Now, they’re helping areas heavily affected by the recent wintry conditions: Virginia, the District of Columbia, Delaware, Maryland and other places.

Because members of the National Guard are local folk (our neighbors), we may not think of them as susceptible for post-traumatic stress disorder.

Think of Hurricane Katrina and the horrific flooding, deaths and subsequent state of affairs in Now Orleans. The National Guard was called up.

PTSD happens after some sort of trauma. Flooding, fires, evacuations can be traumatic. Traumas affect different people in different ways.

Those service members have always been here to help us. Some of them have had to help us even when they have suffered loss. Some may hide behind toughness and may deal with their trauma in private, not seeking help.

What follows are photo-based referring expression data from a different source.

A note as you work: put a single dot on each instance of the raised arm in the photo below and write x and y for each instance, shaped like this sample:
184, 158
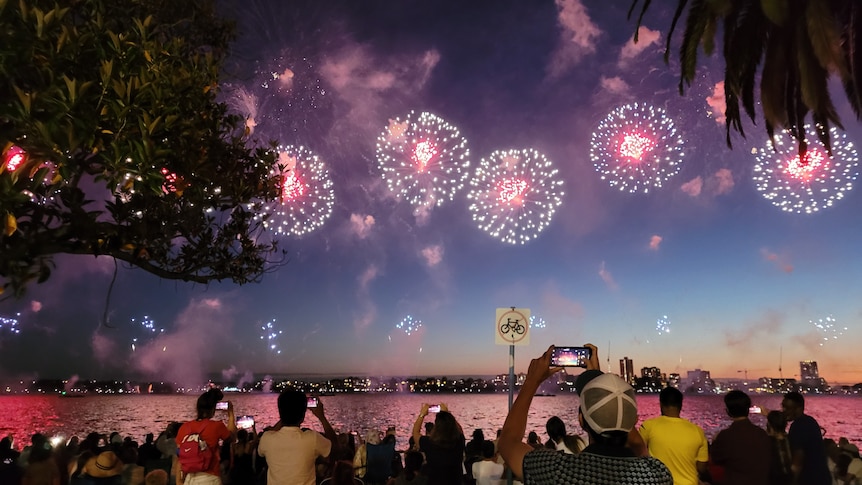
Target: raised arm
417, 425
511, 442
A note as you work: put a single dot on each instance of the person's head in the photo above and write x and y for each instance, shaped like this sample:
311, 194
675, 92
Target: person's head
737, 404
670, 399
291, 407
608, 410
776, 422
556, 428
446, 430
207, 402
156, 477
793, 405
488, 450
342, 473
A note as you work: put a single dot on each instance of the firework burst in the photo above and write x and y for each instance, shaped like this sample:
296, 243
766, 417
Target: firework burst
305, 198
829, 328
636, 148
809, 183
269, 333
515, 194
424, 160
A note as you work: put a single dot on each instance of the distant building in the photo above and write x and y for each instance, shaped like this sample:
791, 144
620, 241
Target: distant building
700, 382
627, 370
810, 377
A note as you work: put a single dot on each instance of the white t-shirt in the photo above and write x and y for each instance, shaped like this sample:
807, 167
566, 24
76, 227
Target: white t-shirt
487, 472
290, 454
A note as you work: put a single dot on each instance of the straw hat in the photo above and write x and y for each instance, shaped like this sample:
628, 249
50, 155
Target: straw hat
105, 464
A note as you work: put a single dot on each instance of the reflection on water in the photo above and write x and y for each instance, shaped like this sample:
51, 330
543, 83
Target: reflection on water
136, 416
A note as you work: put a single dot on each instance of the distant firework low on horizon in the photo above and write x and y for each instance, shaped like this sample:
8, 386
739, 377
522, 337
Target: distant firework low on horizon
812, 182
514, 195
424, 160
636, 148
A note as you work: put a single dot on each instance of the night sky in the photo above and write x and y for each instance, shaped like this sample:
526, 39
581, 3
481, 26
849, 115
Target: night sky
703, 272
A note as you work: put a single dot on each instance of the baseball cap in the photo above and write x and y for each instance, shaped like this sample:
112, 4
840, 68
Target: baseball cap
608, 404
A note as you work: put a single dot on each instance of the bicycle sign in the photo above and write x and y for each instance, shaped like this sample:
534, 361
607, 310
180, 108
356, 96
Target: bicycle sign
512, 326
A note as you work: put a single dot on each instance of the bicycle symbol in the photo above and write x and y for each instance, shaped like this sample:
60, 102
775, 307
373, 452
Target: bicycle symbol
513, 325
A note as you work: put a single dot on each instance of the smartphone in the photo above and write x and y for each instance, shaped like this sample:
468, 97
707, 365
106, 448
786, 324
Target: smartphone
245, 422
571, 356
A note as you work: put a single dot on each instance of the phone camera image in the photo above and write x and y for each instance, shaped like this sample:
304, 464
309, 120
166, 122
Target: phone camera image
245, 422
570, 356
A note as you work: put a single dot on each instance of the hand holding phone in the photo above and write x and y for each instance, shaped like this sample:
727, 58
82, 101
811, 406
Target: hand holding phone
571, 356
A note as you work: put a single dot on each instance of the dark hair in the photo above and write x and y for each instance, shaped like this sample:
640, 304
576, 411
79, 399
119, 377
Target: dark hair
796, 398
737, 403
207, 402
342, 473
291, 407
413, 461
555, 428
670, 397
777, 421
488, 449
446, 432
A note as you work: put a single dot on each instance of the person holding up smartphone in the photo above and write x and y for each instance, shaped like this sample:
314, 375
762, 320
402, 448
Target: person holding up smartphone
289, 450
443, 447
607, 411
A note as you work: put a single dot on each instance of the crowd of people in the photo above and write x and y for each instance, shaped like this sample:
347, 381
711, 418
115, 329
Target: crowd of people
663, 450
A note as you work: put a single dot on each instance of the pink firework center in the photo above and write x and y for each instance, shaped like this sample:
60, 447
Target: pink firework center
807, 167
423, 153
635, 146
292, 188
512, 190
14, 158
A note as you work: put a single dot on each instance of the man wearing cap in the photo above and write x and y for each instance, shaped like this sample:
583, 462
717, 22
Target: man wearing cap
677, 442
607, 412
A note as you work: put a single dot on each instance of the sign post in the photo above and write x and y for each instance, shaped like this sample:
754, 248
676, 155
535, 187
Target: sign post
512, 327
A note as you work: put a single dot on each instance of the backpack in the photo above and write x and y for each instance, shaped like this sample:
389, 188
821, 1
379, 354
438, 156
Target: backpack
195, 455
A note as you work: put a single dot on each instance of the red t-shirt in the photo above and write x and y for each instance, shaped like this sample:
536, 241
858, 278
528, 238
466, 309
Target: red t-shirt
212, 432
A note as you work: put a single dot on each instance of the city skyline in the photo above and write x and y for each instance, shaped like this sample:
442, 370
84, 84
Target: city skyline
695, 268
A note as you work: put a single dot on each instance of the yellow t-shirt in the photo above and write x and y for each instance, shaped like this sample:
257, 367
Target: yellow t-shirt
679, 444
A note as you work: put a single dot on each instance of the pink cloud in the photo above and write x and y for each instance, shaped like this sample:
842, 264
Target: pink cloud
361, 226
607, 277
433, 255
578, 35
693, 186
717, 104
779, 260
614, 85
646, 38
724, 181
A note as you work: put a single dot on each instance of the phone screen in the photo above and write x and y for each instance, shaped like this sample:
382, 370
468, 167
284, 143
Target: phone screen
570, 356
245, 422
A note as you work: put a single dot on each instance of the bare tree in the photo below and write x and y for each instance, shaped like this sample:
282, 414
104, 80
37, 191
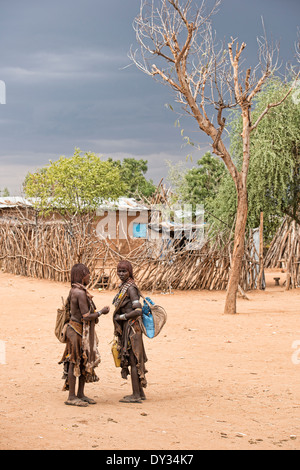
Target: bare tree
209, 80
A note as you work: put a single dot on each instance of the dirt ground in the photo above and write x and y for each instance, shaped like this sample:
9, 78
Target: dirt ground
215, 381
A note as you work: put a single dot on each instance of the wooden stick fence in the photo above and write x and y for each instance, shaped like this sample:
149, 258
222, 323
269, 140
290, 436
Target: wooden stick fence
48, 249
284, 252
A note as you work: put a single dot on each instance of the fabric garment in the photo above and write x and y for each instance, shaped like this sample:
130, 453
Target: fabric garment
82, 345
129, 333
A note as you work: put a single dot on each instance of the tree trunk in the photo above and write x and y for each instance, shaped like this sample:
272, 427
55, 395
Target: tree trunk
238, 251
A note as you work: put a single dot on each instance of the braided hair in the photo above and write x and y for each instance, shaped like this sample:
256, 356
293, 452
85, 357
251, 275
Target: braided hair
78, 273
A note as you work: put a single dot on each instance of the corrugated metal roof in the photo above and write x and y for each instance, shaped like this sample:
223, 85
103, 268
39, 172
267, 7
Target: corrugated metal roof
123, 203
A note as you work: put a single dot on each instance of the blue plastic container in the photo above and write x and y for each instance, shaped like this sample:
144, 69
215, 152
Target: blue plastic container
148, 318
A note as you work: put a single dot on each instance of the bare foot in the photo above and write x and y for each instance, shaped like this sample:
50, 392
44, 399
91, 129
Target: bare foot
88, 400
76, 402
131, 399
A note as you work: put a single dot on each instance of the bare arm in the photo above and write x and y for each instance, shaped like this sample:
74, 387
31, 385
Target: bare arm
136, 306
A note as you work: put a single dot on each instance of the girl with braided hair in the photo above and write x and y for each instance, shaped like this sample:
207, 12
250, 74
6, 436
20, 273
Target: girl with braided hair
126, 318
81, 356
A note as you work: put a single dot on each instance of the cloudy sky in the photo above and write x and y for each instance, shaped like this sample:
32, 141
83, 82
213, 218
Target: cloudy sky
68, 84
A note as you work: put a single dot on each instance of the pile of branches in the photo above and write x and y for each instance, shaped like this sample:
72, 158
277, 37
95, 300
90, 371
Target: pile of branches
284, 252
47, 249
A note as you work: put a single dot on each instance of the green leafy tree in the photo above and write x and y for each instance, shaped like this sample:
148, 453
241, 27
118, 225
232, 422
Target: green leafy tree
202, 182
274, 171
74, 185
132, 173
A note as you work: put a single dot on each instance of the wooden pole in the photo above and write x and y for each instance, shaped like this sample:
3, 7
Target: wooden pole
261, 252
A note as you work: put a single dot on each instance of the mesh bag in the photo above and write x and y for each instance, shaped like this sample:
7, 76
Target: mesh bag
62, 319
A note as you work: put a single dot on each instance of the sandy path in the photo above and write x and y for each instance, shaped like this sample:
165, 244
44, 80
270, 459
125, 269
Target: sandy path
215, 381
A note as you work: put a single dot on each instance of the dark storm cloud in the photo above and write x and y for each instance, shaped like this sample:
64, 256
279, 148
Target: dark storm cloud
68, 83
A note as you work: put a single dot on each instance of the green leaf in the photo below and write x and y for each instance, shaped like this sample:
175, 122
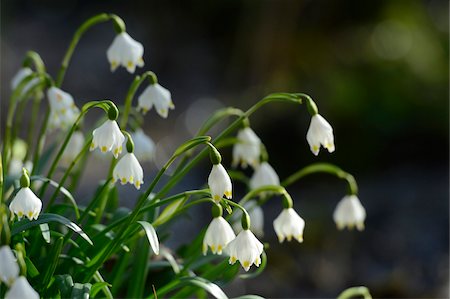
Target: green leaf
81, 291
25, 224
151, 235
62, 190
98, 286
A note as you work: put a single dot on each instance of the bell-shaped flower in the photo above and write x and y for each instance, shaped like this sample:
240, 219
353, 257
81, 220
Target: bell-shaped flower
125, 51
319, 133
246, 249
349, 212
21, 289
218, 234
9, 270
128, 170
247, 150
73, 148
26, 203
144, 147
256, 214
158, 96
264, 175
289, 225
108, 137
219, 183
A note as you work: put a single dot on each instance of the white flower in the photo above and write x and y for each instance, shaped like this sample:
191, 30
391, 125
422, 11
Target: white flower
125, 51
128, 170
26, 203
73, 148
156, 95
247, 150
264, 175
349, 212
218, 234
289, 225
319, 133
144, 147
21, 289
219, 183
9, 270
246, 248
256, 214
108, 137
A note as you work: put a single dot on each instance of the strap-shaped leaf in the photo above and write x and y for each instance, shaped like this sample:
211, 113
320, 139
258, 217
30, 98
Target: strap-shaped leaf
151, 235
25, 224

Some reactions to to trauma are:

  • Fear or anxiety:
    • You may feel tense or afraid;
    • Be agitated and jumpy;
    • Feel on alert.
  • Sadness or depression:
    • You may have crying spells;
    • Lose interest in things you used to enjoy;
    • Want to be alone all the time;
    • Feel tired, empty, and numb.
  • Guilt and shame:
    • You may  lash out at your partner or spouse;
    • Have less patience with your children;
    • Overreact to small misunderstandings
    • Act in unhealthy ways: drink, use drugs, or smoke too much; drive aggressively; neglect your health; avoid certain people or situations;

PTSD has four types of symptoms.

  • Reliving the event (also called reexperiencing)
  • Avoiding situations that remind you of the event
  • Negative changes in beliefs and feelings
  • Feeling keyed up (also called hyperarousal)

If you’re in the National Guard and experience any of symptoms or reactions, don’t suffer alone. What you’re experiencing is normal and can be treated. If you have these issues for more than three months, get help.

If you’re a friend, neighbor or just caring person, as you’re tucked in the warmth of your home, think about our home-grown heroes who are out making sure we’re safe. Know that despite their tough exterior, they may need help, too.